31st March 2011, 22:04

Thanks...!!

I got it done like this:

Qstring temp;

while(!chk_ln.isNull())
{
QStringList list2 = chk_ln.split(QRegExp("\\W+"), QString::SkipEmptyParts);

for (int i = 0; i < list2.size(); ++i)
{
temp= list2[i]; //added
if(temp.contains(QRegExp("[0-9]"))) //added
{ continue; } //added
out<<list2[i]<<" ";

}
out<<"\n";

chk_ln = cc_in.readLine();
}

But, thanks for answering!

What happens when your input contains punctuation marks?

I think you want something along the lines of /[a-z][A-Z]/, or a simple check of ASCII/Unicode value range to take diacritical marks into account while excluding all control characters, punctuation marks and whitespace.

dipeshtech

31st March 2011, 22:13

Yeah..!! you spotted it right, i am looking for the same what you mentioned.

But, by the aforementioned solution (In my previous post) i am able to to get the right answer in presence of punctuation marks also.

I tested it.

wysota

31st March 2011, 22:53

Using a regular expression just to see if a single character is a digit is a really inefficient idea.

dipeshtech

31st March 2011, 23:08

Yeah..!! I agree it is bit inefficient, but i didn't wanted to go for character by character reading so tried this. I am not an expert and new to Qt, so please forgive me for this ignorance. Anyways, thanks for pointing it out. ( I am still learning)

wysota

31st March 2011, 23:13

The fact that you didn't write code for reading character by character doesn't mean the code you have written doesn't internally read character by character. It does and it does it inefficiently - QString::contains() with a regexp that evaluates to a single character tries to match a string that is one character long so effectively it does character by character evaluation and is slower than if it were evaluating a single character as it works on strings.

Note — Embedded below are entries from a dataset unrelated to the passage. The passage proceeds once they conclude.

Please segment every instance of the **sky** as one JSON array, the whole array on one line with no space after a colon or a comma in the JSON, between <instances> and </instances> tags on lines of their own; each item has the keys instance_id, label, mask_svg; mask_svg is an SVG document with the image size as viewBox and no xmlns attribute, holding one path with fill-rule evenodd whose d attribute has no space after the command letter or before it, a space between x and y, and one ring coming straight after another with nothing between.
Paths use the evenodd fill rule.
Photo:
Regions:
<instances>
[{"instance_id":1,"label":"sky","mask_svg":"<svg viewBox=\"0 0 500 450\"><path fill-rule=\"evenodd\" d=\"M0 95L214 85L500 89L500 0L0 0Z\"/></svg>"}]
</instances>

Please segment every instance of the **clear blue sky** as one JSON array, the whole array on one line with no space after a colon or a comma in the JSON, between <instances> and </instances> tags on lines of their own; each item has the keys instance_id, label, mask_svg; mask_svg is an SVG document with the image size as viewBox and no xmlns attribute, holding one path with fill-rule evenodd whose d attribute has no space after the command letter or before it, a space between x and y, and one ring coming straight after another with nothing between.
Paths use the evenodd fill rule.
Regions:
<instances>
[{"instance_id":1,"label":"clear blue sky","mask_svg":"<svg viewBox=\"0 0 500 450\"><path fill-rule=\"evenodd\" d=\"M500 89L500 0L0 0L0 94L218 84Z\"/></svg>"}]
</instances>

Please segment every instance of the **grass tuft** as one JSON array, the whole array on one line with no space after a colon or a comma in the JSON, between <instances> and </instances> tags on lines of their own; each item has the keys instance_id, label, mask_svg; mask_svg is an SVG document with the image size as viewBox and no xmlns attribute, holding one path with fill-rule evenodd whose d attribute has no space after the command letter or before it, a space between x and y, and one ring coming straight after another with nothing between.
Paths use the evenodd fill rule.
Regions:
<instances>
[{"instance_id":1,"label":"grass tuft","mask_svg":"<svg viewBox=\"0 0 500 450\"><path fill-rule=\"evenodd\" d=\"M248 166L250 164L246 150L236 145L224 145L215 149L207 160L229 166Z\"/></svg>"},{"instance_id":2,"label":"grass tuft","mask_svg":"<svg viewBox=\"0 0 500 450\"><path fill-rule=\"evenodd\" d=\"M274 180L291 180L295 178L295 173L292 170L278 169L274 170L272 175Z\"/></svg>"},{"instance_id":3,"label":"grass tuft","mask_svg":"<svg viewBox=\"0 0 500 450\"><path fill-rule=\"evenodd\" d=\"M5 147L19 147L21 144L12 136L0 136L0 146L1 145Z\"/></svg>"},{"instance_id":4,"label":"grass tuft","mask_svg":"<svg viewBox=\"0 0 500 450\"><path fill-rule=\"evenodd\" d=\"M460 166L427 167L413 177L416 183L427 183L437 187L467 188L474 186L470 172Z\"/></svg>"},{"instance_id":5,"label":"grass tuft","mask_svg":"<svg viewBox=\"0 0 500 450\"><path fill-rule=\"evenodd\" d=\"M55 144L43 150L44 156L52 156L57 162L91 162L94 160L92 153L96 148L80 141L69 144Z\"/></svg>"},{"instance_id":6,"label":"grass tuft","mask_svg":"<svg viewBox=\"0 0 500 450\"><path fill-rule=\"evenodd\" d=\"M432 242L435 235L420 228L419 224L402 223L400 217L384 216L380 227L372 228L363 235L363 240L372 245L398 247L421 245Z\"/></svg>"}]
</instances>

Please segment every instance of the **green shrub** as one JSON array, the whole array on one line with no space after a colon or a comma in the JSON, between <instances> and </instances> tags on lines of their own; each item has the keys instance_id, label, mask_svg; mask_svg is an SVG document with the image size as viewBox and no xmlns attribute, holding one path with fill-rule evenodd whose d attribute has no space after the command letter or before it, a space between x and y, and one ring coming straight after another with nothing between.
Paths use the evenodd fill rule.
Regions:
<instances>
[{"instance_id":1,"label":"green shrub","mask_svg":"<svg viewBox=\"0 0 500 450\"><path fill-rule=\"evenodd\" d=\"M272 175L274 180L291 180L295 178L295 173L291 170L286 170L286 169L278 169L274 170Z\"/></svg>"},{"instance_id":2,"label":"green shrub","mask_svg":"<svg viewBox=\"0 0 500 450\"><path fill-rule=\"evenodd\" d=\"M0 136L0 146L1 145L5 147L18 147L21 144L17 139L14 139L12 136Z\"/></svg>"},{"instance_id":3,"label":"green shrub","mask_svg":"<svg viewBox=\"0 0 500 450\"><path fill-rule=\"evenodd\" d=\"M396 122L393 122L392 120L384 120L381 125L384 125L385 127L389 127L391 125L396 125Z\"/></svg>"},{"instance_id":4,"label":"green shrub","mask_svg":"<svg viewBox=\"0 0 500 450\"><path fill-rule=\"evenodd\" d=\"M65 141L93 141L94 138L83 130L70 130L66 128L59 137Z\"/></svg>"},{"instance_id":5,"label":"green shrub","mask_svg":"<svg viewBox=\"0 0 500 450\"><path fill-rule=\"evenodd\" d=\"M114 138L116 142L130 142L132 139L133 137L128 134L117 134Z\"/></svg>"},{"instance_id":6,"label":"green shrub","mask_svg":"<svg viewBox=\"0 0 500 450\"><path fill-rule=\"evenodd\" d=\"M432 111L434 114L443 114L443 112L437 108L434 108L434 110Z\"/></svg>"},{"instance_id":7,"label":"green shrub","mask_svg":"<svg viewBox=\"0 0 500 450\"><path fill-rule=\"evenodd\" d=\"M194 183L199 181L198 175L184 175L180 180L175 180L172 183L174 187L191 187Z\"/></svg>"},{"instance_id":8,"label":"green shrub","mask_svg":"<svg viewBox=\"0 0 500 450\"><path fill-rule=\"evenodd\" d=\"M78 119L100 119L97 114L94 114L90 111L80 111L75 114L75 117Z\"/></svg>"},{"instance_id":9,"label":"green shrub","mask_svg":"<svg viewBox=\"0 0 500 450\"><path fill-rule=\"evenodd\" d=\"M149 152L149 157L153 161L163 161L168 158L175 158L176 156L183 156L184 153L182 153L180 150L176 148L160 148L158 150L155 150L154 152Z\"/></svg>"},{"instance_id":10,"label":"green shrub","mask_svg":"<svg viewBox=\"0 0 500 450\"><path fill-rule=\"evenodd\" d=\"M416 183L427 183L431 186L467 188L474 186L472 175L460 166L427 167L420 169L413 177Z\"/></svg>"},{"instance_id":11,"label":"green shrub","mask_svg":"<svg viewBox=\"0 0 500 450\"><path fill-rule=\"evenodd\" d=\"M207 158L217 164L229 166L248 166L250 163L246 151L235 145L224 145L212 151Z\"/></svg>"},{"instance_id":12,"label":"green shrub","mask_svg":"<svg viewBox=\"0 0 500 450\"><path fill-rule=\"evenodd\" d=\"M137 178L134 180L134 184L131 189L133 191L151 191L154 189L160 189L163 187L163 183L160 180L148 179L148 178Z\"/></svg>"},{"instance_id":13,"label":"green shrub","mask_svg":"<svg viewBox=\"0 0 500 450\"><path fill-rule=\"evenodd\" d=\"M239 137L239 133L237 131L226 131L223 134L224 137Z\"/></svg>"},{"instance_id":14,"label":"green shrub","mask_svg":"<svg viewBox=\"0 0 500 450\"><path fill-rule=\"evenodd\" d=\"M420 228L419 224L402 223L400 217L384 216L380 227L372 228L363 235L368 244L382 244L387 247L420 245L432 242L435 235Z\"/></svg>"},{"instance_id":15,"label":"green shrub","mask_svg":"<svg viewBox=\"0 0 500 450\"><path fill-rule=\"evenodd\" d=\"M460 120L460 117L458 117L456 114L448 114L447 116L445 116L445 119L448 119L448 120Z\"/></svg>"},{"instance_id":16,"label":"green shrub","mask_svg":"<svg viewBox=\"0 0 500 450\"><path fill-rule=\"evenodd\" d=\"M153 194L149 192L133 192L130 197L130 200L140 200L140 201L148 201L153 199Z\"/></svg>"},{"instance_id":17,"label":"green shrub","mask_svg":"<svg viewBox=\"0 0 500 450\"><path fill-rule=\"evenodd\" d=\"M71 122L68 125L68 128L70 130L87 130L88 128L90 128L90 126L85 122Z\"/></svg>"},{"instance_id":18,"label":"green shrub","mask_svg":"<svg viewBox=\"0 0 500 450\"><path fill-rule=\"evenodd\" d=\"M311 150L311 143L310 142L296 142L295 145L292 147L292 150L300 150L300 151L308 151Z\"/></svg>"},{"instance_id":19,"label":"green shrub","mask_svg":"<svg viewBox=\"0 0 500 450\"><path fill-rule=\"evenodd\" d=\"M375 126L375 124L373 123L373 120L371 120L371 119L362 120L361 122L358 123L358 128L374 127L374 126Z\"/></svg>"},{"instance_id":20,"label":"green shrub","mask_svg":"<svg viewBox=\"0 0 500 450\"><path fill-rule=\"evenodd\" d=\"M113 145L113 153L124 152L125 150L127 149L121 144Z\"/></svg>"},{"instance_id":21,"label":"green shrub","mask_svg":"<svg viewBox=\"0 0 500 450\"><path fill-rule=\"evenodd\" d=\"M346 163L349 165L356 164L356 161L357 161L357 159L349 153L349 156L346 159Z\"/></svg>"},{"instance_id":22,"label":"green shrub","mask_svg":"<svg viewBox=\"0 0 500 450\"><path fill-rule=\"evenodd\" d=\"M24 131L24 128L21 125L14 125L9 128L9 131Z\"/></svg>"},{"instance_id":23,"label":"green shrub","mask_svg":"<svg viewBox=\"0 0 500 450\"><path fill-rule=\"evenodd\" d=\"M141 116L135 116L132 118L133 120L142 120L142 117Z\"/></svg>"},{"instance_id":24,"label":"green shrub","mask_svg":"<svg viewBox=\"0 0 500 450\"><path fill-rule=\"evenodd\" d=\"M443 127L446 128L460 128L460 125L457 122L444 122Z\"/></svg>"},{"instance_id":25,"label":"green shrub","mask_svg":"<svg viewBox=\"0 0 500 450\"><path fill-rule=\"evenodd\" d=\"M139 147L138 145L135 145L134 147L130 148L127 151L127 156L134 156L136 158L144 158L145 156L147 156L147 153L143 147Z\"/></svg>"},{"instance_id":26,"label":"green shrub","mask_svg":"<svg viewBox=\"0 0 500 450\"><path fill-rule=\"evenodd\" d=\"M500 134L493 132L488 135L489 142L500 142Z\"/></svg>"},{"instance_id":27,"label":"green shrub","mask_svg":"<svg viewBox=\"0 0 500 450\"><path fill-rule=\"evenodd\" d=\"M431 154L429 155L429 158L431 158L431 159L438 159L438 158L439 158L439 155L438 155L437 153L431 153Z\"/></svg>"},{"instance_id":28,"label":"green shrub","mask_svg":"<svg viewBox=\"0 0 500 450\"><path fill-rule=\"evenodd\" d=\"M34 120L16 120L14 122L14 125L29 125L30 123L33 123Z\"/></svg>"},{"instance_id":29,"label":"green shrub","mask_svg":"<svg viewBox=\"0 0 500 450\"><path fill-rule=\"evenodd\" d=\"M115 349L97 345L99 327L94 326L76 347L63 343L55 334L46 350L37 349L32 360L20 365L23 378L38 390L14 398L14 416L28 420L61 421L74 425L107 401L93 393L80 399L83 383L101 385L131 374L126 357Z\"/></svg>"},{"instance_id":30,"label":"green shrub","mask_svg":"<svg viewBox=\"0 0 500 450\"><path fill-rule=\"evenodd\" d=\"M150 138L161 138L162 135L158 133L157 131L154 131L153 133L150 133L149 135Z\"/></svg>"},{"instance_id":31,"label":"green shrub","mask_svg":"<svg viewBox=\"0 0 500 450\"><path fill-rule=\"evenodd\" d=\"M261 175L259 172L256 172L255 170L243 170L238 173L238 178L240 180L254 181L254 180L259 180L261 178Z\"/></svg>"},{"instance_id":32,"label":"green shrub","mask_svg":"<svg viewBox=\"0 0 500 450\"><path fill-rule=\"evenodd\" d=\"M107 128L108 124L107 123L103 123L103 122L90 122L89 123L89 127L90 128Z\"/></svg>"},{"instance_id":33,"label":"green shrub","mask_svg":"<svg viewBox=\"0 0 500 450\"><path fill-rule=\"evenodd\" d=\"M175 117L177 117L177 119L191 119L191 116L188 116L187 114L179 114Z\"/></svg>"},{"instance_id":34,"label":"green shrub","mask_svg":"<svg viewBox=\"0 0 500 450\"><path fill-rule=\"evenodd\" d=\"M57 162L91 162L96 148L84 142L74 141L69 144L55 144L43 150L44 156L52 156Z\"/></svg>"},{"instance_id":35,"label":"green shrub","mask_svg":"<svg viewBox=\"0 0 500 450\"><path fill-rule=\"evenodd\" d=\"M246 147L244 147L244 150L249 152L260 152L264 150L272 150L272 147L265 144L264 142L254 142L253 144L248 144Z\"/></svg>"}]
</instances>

It's fastest to do an ascii value comparison:

if(c>='A' && c<='z') character is ok;
For most architectures these are three (or maybe even two) machine instructions. If you have a lot of comparisons to make, the performance hit is significant.

dipeshtech

31st March 2011, 23:25

Yeah!! I was thinking on this line and got this point in mind :-

doesn't internally read character by character

but, wasn't aware (actually ignorant) that it is slower than character by character evaluation. Actually, i need to process a large data and that too on my mobile device after implementing the algorithm. It would really make difference for my processing.

Thanks a TON for explaining the fact VERY Clearly.

wysota

31st March 2011, 23:42

but, wasn't aware (actually ignorant) that it is slower than character by character evaluation.
You have an additional overhead of compiling a state machine for the regular expression in every iteration of the loop. The least you can do is move the regular expression out of the loop so it lives through iterations. But still it's just inefficient to use one character regular expression unless maybe when the expression tests many classes of characters and not just one like in your case and defnitely not using contains().

dipeshtech

31st March 2011, 23:52

I think i will go by simple character by character tokenization to filter the words. That should reduce the overhead then.

wysota

1st April 2011, 00:09

The fastest approach I can think of is to use something similar to QStringRef where you will not copy the data from the original string in every iteration but instead mark positions and lengths of every valid token and at the end extract those tokens from the string in one go, possibly with merging the marks so that you can extract as large areas as possible. Then you avoid the split, avoid copying data and other expensive operations. And you will omit the effect of your current implementation that doesn't preserve whitespaces.

dipeshtech

1st April 2011, 00:24

I have to try it out...!! Not getting it at present, but will try it for sure.

It's already dawn here, will try after some rest.